RAG (Retrieval-Augmented Generation)
RAG improves an LLM's output by retrieving relevant information from an authoritative external source before generation, rather than relying solely on the model's frozen training data. It is the primary defense against hallucination and a cost-effective alternative to fine-tuning for domain or organizational specificity.
The standard pipeline
- Create external data. Convert documents into embeddings via an embedding model and store them in a vector database.
- Retrieve relevant info. Embed the user query and run a similarity search (cosine similarity) against the store.
- Augment the prompt. Insert the retrieved passages alongside the user query.
- Keep it fresh. Re-embed source documents as they change (async or batch).
Why it matters
RAG mitigates four well-known LLM failure modes: presenting false information when it does not know, returning out-of-date or generic answers, drawing on non-authoritative sources, and confusing terminology across domains. It also adds source attribution, which builds trust and lets developers swap sources, restrict by permissions, and troubleshoot retrievals.
RAG vs fine-tuning
These are the two canonical ways to make a foundation model work for a specific domain. They differ in where the domain knowledge lives.

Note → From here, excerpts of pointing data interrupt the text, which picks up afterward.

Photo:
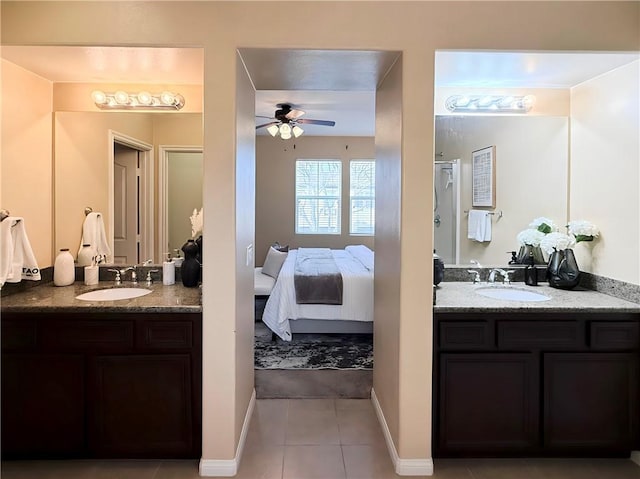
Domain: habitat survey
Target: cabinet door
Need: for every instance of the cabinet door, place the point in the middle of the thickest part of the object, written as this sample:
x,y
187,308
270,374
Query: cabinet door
x,y
488,403
590,401
42,405
140,406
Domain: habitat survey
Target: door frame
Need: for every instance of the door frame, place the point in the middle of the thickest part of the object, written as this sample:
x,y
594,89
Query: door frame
x,y
163,186
145,205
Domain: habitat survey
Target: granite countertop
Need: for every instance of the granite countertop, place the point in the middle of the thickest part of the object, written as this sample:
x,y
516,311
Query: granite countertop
x,y
459,297
48,298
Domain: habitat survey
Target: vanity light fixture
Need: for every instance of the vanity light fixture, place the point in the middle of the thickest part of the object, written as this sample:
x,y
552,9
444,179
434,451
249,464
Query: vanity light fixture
x,y
490,103
121,100
285,131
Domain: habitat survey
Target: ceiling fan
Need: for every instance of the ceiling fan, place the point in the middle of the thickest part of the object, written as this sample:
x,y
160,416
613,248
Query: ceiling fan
x,y
286,120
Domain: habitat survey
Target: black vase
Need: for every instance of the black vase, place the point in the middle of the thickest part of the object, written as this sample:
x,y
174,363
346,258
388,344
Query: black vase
x,y
562,270
190,270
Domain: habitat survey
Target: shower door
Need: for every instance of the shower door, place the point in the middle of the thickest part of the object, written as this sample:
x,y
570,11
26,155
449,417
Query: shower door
x,y
446,212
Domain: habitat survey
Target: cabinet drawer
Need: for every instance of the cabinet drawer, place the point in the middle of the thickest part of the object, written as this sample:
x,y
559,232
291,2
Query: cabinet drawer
x,y
165,335
459,335
614,335
547,335
18,335
87,335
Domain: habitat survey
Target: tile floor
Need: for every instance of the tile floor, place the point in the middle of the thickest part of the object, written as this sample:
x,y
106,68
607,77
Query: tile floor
x,y
322,439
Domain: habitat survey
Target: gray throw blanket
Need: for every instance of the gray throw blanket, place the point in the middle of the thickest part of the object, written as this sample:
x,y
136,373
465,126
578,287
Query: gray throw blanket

- RAG keeps the model untouched. Knowledge lives in an external vector database; relevant chunks are retrieved at inference time and injected into the prompt. Updates are cheap. Best for facts that change.
- Fine-tuning modifies the model itself by continued training on domain data. Knowledge and behavior get baked into the weights (full fine-tuning, or parameter-efficient variants like LoRA / QLoRA). Updates are expensive. Best for style, tone, format, and behavior.
| RAG | Fine-tuning | |
|---|---|---|
| Model weights | unchanged | modified |
| Knowledge location | external store | inside the model |
| Update cost | cheap (re-embed) | expensive (retrain) |
| Best for | facts, current data, citations | style, tone, format, behavior |
| Cost profile | inference-heavy | training-heavy |
| Risk modes | retrieval misses, context overflow | catastrophic forgetting, overfitting |
In practice they are combined more often than chosen between: fine-tune for style, RAG for facts.

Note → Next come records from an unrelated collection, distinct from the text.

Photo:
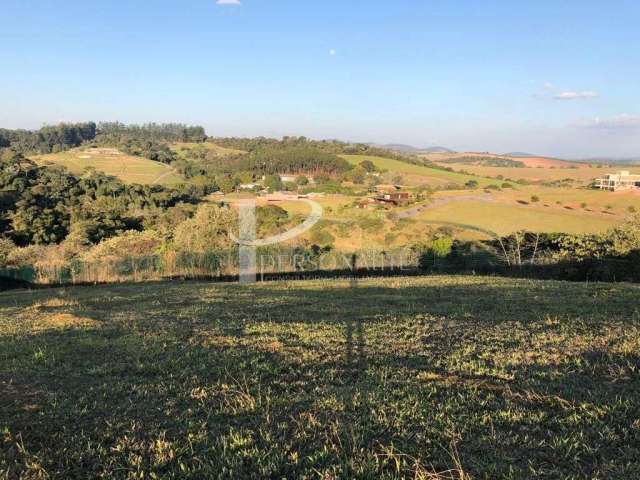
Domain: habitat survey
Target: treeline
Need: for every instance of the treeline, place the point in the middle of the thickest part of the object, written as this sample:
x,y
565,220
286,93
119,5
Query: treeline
x,y
485,161
150,140
334,147
610,256
292,159
49,139
44,205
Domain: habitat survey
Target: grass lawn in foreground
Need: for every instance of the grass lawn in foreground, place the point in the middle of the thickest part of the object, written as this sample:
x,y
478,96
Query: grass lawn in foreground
x,y
468,377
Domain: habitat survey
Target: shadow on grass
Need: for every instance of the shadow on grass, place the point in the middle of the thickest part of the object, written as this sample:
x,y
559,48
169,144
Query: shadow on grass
x,y
369,382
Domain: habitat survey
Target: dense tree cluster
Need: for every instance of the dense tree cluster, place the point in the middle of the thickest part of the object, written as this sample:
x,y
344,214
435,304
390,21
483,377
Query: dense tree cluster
x,y
149,140
294,159
39,205
48,139
335,147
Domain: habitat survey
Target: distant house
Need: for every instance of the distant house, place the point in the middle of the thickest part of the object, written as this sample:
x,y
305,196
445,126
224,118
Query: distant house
x,y
618,181
394,198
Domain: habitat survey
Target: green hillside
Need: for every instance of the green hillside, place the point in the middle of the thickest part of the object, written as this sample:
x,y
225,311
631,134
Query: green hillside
x,y
423,174
111,161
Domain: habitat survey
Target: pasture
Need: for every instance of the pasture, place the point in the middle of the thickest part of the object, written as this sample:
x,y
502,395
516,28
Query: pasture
x,y
431,377
583,175
206,147
415,175
128,168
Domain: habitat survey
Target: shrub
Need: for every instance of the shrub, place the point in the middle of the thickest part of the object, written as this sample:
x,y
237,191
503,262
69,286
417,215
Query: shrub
x,y
129,244
208,230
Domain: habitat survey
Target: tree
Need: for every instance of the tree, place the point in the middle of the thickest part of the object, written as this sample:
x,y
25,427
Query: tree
x,y
207,231
273,182
368,166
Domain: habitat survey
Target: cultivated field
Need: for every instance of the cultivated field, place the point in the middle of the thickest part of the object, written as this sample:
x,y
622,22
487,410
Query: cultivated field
x,y
205,147
583,175
464,377
417,174
129,169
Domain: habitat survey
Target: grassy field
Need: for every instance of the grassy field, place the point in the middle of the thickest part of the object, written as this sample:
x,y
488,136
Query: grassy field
x,y
464,377
583,175
503,218
185,147
129,169
417,174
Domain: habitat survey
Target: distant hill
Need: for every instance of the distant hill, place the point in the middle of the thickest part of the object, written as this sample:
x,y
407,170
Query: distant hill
x,y
438,150
400,147
611,161
519,154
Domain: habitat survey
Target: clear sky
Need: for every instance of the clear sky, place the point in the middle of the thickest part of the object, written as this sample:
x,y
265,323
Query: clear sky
x,y
546,76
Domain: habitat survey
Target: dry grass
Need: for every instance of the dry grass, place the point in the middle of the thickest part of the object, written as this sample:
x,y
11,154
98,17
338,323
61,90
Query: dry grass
x,y
129,169
423,378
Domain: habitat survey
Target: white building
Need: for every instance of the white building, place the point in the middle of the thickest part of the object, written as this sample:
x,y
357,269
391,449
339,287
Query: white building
x,y
618,181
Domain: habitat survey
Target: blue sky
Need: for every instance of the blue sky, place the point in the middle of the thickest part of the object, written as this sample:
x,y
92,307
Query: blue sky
x,y
552,77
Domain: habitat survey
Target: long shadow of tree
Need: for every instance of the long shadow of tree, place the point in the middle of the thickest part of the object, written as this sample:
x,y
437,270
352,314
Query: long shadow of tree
x,y
285,381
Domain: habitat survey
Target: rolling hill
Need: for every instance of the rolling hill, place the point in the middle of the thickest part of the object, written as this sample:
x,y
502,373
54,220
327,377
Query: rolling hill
x,y
129,169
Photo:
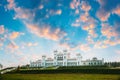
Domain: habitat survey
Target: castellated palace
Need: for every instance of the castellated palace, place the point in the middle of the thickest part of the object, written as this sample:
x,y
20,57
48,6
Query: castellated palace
x,y
63,59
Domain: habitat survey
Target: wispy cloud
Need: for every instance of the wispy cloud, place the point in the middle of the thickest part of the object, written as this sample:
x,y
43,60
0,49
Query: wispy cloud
x,y
46,32
2,30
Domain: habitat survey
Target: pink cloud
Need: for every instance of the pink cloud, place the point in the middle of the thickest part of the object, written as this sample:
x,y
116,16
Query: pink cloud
x,y
46,32
108,31
11,4
103,15
14,35
2,30
23,13
85,6
74,4
59,12
12,46
32,44
117,10
84,47
41,7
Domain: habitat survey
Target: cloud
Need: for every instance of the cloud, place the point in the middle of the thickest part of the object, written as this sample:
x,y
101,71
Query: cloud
x,y
108,31
74,4
46,32
11,4
12,46
118,51
103,15
41,6
59,12
84,47
14,35
31,44
23,13
2,30
117,10
85,6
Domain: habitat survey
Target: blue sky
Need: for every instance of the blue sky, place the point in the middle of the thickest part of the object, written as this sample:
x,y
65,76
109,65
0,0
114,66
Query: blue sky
x,y
31,28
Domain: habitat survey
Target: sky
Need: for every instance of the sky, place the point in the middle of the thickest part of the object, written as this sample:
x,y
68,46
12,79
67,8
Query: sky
x,y
32,28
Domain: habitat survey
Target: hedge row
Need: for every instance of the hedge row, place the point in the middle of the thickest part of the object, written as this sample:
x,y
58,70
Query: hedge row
x,y
83,67
88,71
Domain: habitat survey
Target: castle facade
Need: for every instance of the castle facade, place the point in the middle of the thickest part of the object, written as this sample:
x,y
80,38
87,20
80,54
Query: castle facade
x,y
63,59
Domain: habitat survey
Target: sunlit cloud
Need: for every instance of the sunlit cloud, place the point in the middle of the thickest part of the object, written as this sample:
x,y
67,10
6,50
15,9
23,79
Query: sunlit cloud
x,y
84,47
41,6
85,6
117,10
2,30
45,32
14,35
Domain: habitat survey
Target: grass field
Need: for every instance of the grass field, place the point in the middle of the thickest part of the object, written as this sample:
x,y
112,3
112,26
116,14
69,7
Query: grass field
x,y
60,77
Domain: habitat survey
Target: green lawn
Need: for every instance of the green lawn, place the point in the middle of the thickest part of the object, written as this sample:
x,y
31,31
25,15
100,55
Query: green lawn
x,y
60,77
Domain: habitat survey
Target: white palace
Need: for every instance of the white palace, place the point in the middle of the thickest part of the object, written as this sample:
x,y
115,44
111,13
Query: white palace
x,y
63,59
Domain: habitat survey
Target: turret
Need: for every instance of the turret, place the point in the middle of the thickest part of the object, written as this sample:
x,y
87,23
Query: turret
x,y
43,60
79,58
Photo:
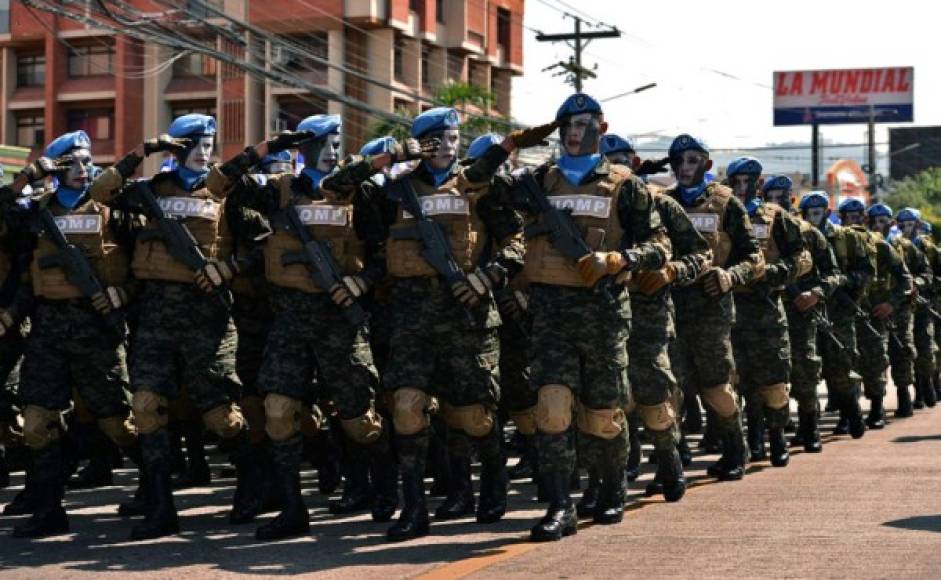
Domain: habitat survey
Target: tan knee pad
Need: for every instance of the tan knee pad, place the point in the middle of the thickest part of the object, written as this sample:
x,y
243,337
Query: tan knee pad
x,y
150,411
657,417
475,420
41,426
225,420
364,429
554,409
525,421
281,414
603,423
253,409
410,415
775,396
118,429
722,400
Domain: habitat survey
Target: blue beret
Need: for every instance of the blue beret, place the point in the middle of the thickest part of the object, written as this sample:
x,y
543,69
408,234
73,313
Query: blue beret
x,y
879,209
437,119
64,144
686,142
279,157
908,214
744,165
321,125
614,144
777,182
480,145
192,125
851,204
814,199
378,145
576,105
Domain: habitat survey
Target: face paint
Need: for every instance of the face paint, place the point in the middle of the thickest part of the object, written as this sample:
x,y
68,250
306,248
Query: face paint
x,y
880,224
199,156
689,167
816,215
447,150
78,175
581,134
852,218
778,196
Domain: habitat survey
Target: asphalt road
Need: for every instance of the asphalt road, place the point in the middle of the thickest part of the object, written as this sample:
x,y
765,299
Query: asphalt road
x,y
866,509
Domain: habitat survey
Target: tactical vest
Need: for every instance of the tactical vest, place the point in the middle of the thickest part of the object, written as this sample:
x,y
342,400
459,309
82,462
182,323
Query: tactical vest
x,y
201,212
595,212
708,217
328,223
453,204
85,226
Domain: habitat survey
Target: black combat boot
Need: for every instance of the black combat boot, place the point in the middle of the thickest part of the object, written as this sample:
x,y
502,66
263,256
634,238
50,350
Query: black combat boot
x,y
610,507
161,518
49,517
810,435
780,456
876,418
413,519
357,493
249,497
586,506
635,455
294,519
905,403
560,519
460,499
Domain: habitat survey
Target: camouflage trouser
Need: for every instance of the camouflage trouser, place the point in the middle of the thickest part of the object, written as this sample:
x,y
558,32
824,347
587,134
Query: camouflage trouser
x,y
925,346
839,363
69,347
11,353
648,348
902,353
806,365
762,351
311,338
579,340
184,337
253,319
873,356
435,348
702,352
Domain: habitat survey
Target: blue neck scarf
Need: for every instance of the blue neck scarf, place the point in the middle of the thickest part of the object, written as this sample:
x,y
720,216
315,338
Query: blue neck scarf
x,y
752,205
574,169
691,194
68,197
188,177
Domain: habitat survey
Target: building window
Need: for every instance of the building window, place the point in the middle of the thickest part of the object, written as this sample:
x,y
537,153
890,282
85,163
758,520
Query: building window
x,y
199,108
31,70
96,122
503,29
91,60
194,65
30,129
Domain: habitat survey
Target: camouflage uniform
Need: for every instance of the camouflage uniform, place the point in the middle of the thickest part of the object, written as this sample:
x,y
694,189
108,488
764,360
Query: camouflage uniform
x,y
760,340
702,353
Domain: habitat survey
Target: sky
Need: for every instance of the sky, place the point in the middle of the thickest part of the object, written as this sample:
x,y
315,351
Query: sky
x,y
693,49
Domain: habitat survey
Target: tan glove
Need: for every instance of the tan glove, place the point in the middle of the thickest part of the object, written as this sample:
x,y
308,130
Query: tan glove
x,y
718,282
523,138
597,265
215,274
648,283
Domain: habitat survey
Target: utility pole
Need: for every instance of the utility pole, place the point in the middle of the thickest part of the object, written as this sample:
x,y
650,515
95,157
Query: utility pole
x,y
573,69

Embeddings: the layer RAG depends on
An embedding is a dense numeric vector (typically 384--4096 dimensions) representing a piece of text, image, or audio, chosen so that semantically similar inputs end up close together in vector space. The output quality of a whole RAG system is bounded by the embedding model's ability to put related text near each other.

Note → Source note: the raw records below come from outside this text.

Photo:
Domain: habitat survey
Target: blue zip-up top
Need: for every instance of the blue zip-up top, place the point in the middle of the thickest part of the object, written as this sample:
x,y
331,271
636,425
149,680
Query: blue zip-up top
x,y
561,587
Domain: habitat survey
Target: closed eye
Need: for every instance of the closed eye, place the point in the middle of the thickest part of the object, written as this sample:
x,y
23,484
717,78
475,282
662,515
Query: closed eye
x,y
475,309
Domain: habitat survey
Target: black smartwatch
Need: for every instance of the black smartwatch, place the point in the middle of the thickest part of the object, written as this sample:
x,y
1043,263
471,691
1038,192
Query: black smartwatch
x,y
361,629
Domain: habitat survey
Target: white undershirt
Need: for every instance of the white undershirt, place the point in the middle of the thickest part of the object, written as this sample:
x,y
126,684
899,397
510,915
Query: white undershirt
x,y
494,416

- Dense and semantic. Unlike sparse keyword vectors, embeddings capture meaning -- the classic
example is
king - man + woman ~= queen. - Context-dependent. Modern transformer embeddings give "bank" a different vector in "river bank" versus "financial bank".
- A working default for English RAG (2026): OpenAI
text-embedding-3-small(cheap, well-behaved) orbge-small-en-v1.5(self-hostable). Use the MTEB leaderboard as a starting filter, not as truth; build a small eval set from real queries and measure retrieval recall@k yourself.
Vector databases
A vector database stores, indexes, and efficiently searches high-dimensional embeddings. Where traditional databases excel at exact matches, vector DBs excel at similarity searches -- "give me the rows whose vector is closest to this one". The key efficiency primitive is approximate nearest neighbor (ANN) search, which checks a carefully selected subset of candidates instead of all vectors, trading a small amount of accuracy for a large speedup. Common options: Pinecone (hosted), pgvector (Postgres extension), OpenSearch, Weaviate, Milvus, and Chroma (lightweight, good for prototypes). See Tooling for how these fit the broader stack.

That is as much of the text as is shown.